I appreciate that my having fun isn’t necessarily the same as participants finding worthwhile what I have to say. Nevertheless, I got to wondering how it is that I enjoy doing seminars. It’s hardly something to be expected. I’m sure that you, like I, have sat through presentations that were at best functional: people imparting information and not much more. What makes my seminars different, at least for me?
The topic helps. In my “Drafting Clearer Contracts” seminars, we explore several topics, each of which involves considering lots of issues, examples, and problems. We never get bogged down.
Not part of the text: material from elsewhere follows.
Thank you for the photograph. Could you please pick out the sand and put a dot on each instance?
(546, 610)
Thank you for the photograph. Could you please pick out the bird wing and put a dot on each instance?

By contrast, my seminars on my book The Structure of M&A Contracts are heavy going: it’s a complex topic, with each issue building on what came before, so you have to keep your wits about you. That’s why I don’t do those seminars often!
It also helps that some aspects of traditional contract drafting are so ludicrous as to be funny—there’s plenty of potential for comedy. Laughter is a regular part of my seminars.
It’s relevant that what we discuss is deeply personal to me, as pathetic as that sounds. This is my topic: no one has explored it in anything like the same detail. In considering a given drafting usage, I might mention how I studied it and wrote about it, how others have tackled it, the fights it has caused, how my clients react to it, and so on. It probably helps make more compelling what could be dreadfully dry.
And having done a couple of hundred seminars, I have the material down cold. That allows me to focus on those in attendance. Participants are the wild card; they’re what make one seminar different from another. Am I in Chicago or Shanghai or Helsinki? Is it a public seminar or in-house? If it’s in-house, am I at a law firm or a company? In what industry? And beyond that, a group is made up of individuals, some reticent, some combative, some witty, some thoughtful. I engage with them.
Through interplay of all these factors, my seminars are in effect a performance. It ain’t Broadway, to be sure, but it isn’t your average continuing-legal-education snoozefest either.